Patients often worry that they’re not well enough for physical therapy, according to Waltke. “The No. 1 and most distressing complaint is fatigue,” she says, but people who try physical therapy “don’t get as sick, don’t have as much pain, and tolerate chemotherapy and radiation better.”
Some red flags indicate that a patient shouldn’t engage in physical therapy, Waltke says, including an oncologic emergency, such as a diagnosis of hypercalcemia (excess calcium in the blood) or deep vein thrombosis (blood clots). People who experience shortness of breath with minimal exertion, have a fever or infection, or are unable to control their nausea and vomiting should avoid physical therapy in the short term, she adds.
“Most of the time, these are temporary,” Waltke says.
Contraindications aside, she says, it’s the rare patient who doesn’t benefit from some form of physical therapy, which can help maintain cardiopulmonary systems, decrease fall risk and minimize fatigue. For patients with advanced disease, physical therapy can be as simple as standing on one leg to improve balance or doing step-ups on stairs to maintain leg strength, Waltke says, adding that even patients near the end of life benefit from movement.
Patients should look for a licensed physical therapist who specializes in working with people being treated for cancer; it’s OK if the therapist doesn’t hold a doctoral degree, Waltke says. Oncology physical therapy is an evolving specialization; the American Board of Physical Therapy Specialties expects to administer its first certification exam for this field in spring 2019.
Though physical therapy in cancer care might be new to some patients, it is becoming mainstream among oncology care professionals.
“Physical therapy is absolutely a part of our care plan, and the physical therapist is an integral part of the oncology care team,” says Yahanda. “We depend on physical therapists not only in surgery but also in medical oncology and radiation oncology.”
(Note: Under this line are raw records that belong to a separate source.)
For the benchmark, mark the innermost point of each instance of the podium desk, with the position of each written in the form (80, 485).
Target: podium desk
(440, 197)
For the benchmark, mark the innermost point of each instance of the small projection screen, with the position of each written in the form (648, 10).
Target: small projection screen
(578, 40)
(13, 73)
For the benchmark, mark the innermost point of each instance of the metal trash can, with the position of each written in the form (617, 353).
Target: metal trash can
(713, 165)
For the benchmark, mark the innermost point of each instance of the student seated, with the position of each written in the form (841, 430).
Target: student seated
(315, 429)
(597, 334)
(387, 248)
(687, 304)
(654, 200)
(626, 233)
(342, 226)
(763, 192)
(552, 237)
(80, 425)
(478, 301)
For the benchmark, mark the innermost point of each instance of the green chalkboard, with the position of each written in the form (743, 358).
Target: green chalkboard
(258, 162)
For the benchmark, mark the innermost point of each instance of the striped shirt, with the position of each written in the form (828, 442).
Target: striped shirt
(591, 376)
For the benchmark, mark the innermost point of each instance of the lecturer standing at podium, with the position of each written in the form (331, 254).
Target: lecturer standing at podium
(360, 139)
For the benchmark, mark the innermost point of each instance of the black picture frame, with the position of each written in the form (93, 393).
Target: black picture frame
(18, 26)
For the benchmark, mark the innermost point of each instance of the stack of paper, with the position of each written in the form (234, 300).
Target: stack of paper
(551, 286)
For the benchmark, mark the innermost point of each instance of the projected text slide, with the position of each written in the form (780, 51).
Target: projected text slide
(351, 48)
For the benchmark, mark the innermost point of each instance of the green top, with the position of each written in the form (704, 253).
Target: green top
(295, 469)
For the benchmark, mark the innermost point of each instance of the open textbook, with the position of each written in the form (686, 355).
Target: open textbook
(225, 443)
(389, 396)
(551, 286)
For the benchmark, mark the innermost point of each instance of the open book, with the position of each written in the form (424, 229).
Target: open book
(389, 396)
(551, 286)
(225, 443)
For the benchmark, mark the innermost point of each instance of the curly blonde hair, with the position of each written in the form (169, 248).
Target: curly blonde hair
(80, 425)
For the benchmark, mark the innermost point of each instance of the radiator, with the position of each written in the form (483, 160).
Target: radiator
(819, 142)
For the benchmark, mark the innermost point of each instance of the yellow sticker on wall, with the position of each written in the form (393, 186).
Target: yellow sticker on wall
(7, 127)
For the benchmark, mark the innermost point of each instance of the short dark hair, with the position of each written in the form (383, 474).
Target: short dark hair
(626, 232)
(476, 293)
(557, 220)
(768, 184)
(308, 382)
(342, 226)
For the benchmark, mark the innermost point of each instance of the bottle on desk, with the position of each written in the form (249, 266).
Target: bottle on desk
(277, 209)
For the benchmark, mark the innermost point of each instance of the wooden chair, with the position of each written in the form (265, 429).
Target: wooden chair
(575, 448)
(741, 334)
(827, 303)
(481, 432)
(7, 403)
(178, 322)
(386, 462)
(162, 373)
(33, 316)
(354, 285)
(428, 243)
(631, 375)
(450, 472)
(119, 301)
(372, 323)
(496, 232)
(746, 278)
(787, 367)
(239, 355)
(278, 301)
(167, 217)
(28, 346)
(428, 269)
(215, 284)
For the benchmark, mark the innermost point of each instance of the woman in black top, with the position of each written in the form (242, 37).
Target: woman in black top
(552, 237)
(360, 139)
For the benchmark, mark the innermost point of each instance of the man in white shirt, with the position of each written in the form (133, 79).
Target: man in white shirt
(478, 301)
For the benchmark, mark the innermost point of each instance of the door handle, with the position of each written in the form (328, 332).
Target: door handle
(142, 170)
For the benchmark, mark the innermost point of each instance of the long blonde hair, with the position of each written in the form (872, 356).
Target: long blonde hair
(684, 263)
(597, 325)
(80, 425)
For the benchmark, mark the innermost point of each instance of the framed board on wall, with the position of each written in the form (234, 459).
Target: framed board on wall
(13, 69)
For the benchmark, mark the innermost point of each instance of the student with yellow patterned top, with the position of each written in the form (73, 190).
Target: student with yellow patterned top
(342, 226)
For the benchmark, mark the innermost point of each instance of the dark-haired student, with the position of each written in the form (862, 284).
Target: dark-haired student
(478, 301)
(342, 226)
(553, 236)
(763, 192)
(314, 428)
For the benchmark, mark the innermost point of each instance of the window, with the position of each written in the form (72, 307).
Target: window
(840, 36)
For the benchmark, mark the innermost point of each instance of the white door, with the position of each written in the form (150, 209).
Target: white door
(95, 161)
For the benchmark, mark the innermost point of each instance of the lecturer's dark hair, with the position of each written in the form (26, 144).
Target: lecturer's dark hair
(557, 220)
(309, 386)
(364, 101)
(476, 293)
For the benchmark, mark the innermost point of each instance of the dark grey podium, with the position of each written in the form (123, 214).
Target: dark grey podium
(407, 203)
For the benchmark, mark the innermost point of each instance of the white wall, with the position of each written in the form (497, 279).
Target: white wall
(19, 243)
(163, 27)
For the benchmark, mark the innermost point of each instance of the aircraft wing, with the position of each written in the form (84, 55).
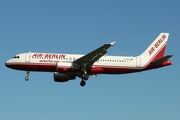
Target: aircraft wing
(89, 59)
(161, 60)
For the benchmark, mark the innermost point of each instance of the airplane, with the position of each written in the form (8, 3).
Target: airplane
(69, 66)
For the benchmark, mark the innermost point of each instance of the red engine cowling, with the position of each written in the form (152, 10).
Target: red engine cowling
(60, 77)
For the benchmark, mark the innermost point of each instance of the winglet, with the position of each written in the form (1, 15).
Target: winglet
(112, 44)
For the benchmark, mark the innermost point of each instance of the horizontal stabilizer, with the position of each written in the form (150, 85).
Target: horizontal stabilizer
(161, 60)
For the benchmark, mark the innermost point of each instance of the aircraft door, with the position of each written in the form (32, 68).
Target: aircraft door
(138, 62)
(27, 57)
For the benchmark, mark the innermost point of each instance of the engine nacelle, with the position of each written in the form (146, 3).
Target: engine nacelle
(60, 77)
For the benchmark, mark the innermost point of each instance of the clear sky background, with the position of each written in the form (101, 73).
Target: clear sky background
(80, 26)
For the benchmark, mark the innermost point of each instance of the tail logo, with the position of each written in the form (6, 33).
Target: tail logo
(157, 44)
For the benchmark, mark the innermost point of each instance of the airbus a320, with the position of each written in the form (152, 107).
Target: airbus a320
(67, 67)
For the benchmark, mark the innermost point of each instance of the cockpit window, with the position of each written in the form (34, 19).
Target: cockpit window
(16, 57)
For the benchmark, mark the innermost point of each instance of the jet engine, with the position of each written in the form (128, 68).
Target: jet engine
(60, 77)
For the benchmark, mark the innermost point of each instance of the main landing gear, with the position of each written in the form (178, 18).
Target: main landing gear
(27, 76)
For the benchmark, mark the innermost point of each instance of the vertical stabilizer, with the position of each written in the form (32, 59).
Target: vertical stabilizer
(157, 48)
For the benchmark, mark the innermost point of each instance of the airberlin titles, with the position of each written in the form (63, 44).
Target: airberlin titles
(48, 56)
(157, 44)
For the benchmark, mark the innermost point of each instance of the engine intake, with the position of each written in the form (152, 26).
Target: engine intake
(60, 77)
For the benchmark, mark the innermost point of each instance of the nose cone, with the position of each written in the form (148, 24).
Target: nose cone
(7, 63)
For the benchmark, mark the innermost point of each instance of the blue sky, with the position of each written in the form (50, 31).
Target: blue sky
(67, 26)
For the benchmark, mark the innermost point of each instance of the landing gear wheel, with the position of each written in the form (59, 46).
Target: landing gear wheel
(26, 78)
(85, 77)
(82, 83)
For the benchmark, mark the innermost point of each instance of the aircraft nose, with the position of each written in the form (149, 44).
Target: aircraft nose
(7, 63)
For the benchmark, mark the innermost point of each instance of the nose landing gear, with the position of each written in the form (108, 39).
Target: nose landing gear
(27, 76)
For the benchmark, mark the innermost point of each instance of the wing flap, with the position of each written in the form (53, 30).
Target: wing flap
(89, 59)
(161, 60)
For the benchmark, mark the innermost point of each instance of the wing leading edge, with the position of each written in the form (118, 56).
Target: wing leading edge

The physical therapist is a key component of an integrative care team that also includes occupational and speech therapists, Gupta says. “Oncologists are so focused on cancer and its treatment that they don’t always realize the impact of functional deficits,” she says. “A physical therapist doesn’t cure the cause but can teach you how to work with functional deficits in your everyday life.”
Despite oncology providers’ acknowledgment of physical therapy’s benefits, variability in referrals is “huge across the country,” Waltke says. Most insurance companies require a physician’s referral, but “a physical therapy consult is nearly universally covered by every insurance company,” she says. For patients whose oncologists don’t offer a referral for a physical therapy consultation, Waltke has this advice: Ask. “It’s rare to find physicians who will say ‘No, you can’t’ versus those who just don’t think about it,” she says.
Patients who work with a physical therapist benefit from having another member on their care team throughout the scope of their cancer treatment. “You might have a surgery team and a chemotherapy team, but your physical therapist is there from the beginning,” Waltke says.
“Physical therapy is always consistent and is the glue that holds everything together.”